Whilst perhaps best known to the wider world for his work on meteorology, climatology and hazard prediction Julian Hunt’s contribution to the development of wind engineering has of course been significant, laying the basis for the study of wind effects on pedestrians, wind flow over hills, wind forces on and flows around buildings and the dispersion of pollutants, all based on his fundamental work on the nature of atmospheric turbulence. Much of his work on pollutant dispersion has been incorporated in the ADMS modelling suite which is used worldwide as a powerful design tool.
But, as well as these very real achievements, I would suggest Julian’s greatest gift was his ability to analyse a problem, identify the most significant parameters, and develop simple theoretical approaches that could be both practically useful and offer considerable and generisable insights.

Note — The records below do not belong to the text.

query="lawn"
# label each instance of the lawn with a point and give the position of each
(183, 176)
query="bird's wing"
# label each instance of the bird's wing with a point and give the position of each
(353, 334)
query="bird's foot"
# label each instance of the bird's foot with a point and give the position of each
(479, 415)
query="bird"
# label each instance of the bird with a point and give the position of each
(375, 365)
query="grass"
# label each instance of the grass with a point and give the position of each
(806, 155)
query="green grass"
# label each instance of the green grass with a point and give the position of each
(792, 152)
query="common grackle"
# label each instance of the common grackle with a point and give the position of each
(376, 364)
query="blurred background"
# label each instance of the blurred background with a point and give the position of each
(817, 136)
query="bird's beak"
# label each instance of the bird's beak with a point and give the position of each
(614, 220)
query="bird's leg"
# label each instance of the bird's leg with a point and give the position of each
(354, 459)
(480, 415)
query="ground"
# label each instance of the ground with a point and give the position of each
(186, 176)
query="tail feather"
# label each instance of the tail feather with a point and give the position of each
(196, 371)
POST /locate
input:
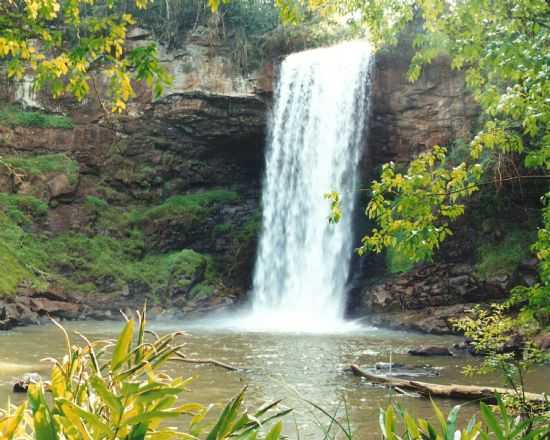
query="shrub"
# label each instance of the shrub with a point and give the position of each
(96, 203)
(196, 205)
(397, 423)
(22, 208)
(397, 262)
(125, 396)
(505, 256)
(13, 116)
(37, 165)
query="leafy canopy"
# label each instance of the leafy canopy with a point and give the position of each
(61, 43)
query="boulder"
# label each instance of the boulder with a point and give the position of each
(22, 385)
(60, 185)
(542, 341)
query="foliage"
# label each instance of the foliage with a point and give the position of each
(22, 208)
(13, 272)
(505, 256)
(96, 203)
(502, 47)
(194, 204)
(413, 209)
(396, 262)
(396, 423)
(491, 332)
(125, 396)
(62, 43)
(538, 296)
(37, 165)
(14, 117)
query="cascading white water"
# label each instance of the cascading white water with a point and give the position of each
(315, 142)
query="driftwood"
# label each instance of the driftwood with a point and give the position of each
(453, 391)
(181, 357)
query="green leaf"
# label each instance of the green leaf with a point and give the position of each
(113, 402)
(491, 421)
(275, 433)
(44, 428)
(123, 345)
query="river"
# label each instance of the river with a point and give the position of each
(290, 366)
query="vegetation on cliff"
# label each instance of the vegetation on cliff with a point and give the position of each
(117, 390)
(503, 49)
(61, 44)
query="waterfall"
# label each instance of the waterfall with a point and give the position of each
(25, 93)
(317, 132)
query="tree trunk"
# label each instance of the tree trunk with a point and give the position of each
(453, 391)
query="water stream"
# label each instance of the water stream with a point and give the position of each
(289, 366)
(316, 140)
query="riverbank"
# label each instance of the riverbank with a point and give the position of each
(288, 366)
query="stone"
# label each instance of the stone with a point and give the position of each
(542, 341)
(430, 350)
(62, 309)
(59, 185)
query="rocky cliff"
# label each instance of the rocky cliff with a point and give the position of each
(162, 204)
(100, 213)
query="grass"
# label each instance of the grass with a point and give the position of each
(41, 164)
(101, 261)
(21, 208)
(12, 272)
(504, 257)
(196, 204)
(12, 116)
(397, 263)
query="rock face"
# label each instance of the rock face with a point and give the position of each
(409, 117)
(428, 298)
(143, 180)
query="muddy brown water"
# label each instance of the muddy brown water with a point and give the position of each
(292, 367)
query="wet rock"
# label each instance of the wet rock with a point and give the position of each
(542, 341)
(430, 350)
(530, 264)
(22, 385)
(59, 185)
(58, 308)
(402, 370)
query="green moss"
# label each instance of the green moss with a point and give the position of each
(504, 257)
(196, 205)
(12, 272)
(96, 203)
(201, 291)
(37, 165)
(397, 263)
(12, 116)
(250, 229)
(22, 209)
(222, 229)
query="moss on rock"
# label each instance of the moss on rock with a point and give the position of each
(42, 164)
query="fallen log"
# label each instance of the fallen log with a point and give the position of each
(214, 362)
(453, 391)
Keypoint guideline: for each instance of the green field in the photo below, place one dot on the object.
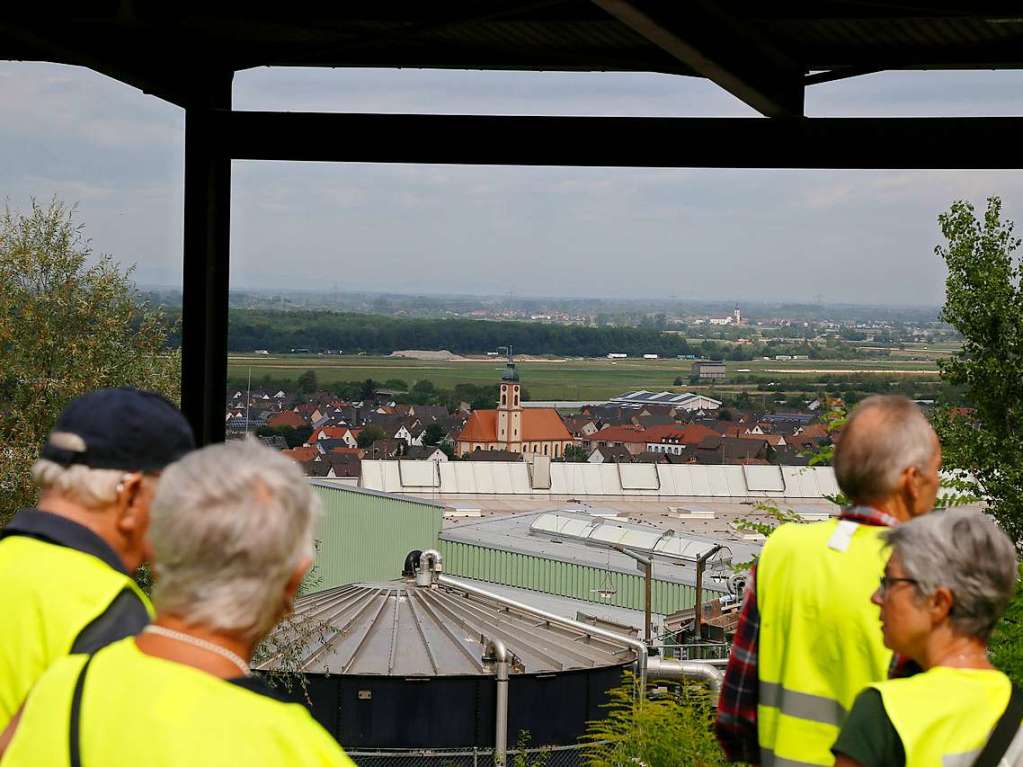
(568, 379)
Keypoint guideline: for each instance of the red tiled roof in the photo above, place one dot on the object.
(286, 418)
(633, 435)
(347, 451)
(538, 424)
(302, 454)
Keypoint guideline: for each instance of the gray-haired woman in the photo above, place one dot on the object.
(948, 580)
(231, 536)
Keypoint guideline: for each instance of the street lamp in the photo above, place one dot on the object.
(646, 566)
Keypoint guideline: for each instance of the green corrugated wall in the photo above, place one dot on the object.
(562, 578)
(365, 537)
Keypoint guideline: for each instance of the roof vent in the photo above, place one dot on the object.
(680, 512)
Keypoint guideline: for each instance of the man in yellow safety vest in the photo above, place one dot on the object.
(808, 638)
(65, 568)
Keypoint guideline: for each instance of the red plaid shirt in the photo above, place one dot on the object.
(737, 708)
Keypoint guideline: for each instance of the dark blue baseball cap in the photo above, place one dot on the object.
(120, 429)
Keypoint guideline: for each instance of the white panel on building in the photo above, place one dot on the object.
(594, 479)
(827, 485)
(418, 474)
(763, 479)
(717, 479)
(485, 480)
(463, 477)
(737, 481)
(638, 476)
(700, 480)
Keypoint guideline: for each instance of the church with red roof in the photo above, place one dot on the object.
(513, 427)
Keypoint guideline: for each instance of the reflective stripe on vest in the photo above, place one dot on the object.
(140, 710)
(945, 716)
(49, 594)
(819, 640)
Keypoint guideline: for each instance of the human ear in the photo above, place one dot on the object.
(941, 603)
(130, 492)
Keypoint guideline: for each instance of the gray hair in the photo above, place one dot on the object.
(966, 552)
(93, 488)
(885, 435)
(229, 525)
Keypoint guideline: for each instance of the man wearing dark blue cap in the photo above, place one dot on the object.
(65, 568)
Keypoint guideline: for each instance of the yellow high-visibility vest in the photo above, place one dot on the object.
(820, 640)
(944, 717)
(136, 709)
(48, 594)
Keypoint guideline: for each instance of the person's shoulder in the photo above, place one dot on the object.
(284, 722)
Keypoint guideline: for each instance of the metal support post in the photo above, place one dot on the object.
(698, 610)
(207, 250)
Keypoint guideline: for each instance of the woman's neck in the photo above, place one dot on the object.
(179, 650)
(954, 651)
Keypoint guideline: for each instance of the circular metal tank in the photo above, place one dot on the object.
(399, 666)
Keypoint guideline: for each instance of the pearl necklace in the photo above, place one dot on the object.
(202, 644)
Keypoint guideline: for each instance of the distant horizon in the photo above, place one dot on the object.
(268, 291)
(808, 237)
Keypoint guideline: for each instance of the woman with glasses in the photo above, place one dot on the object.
(948, 580)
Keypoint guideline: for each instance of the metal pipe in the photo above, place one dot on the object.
(666, 668)
(637, 645)
(496, 649)
(431, 566)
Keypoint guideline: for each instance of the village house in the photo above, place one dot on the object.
(513, 427)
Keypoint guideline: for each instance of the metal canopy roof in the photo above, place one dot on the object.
(400, 629)
(603, 531)
(760, 51)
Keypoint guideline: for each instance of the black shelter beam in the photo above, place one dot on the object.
(207, 262)
(912, 143)
(697, 34)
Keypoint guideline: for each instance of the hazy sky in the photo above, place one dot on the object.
(861, 236)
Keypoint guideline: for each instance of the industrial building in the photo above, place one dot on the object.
(365, 535)
(683, 401)
(571, 553)
(431, 662)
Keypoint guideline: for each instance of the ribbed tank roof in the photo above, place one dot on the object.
(399, 629)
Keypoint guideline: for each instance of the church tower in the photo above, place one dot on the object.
(509, 410)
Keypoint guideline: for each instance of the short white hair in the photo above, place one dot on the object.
(885, 435)
(92, 488)
(229, 526)
(967, 552)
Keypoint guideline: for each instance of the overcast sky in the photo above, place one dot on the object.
(859, 236)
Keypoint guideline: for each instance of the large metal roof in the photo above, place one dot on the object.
(516, 534)
(400, 629)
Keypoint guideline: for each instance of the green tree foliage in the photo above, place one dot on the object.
(670, 730)
(435, 433)
(984, 302)
(70, 323)
(368, 436)
(307, 381)
(576, 454)
(1007, 643)
(295, 437)
(281, 331)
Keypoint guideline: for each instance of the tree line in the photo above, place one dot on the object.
(369, 333)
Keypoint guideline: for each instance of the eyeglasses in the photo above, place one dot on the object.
(888, 581)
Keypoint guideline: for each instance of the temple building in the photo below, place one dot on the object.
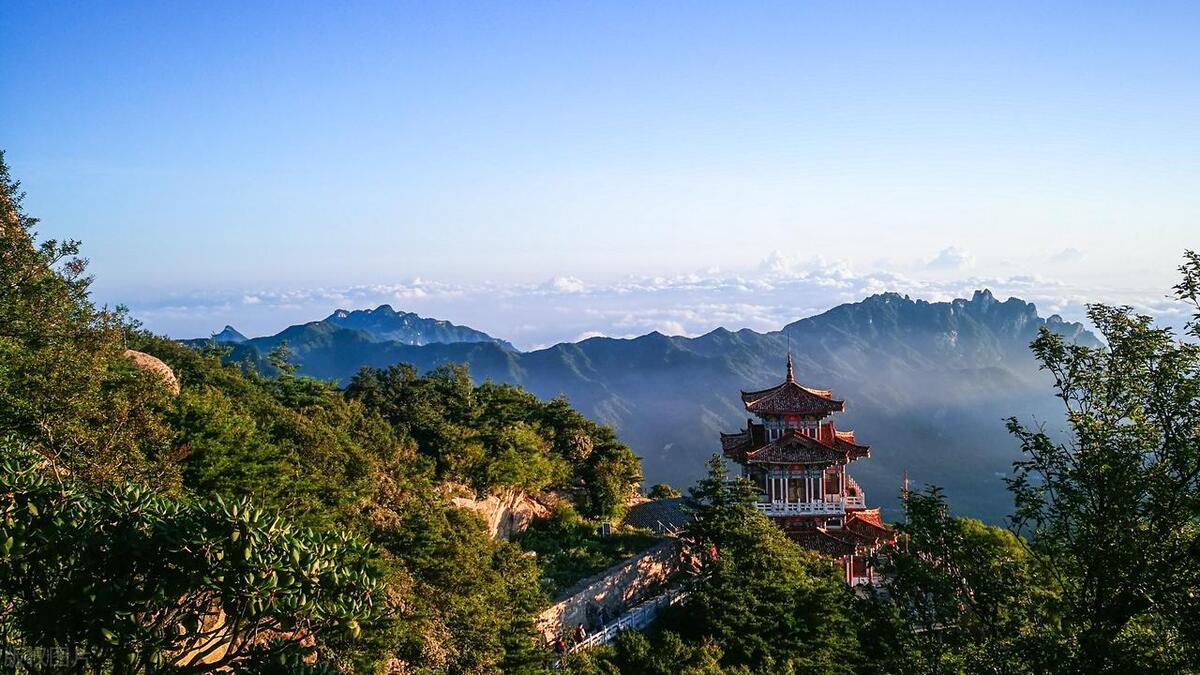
(797, 459)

With our current abilities to generate very large experimental and computational datasets that can so easily cloud our basic understanding of the phenomena we study, cultivating such an approach is perhaps more important than ever, to underpin the huge advances in technology that we are experiencing.
Ladies and Gentlemen, as I am recording this well before you all sat down to eat this evening, I have no idea what will be the state of the meal you are enjoying, but if you still have something left in the glass before you, I would ask you to raise it in a toast, to the memory of Professor Lord Julian Hunt FRS, Baron Hunt of Chesterton.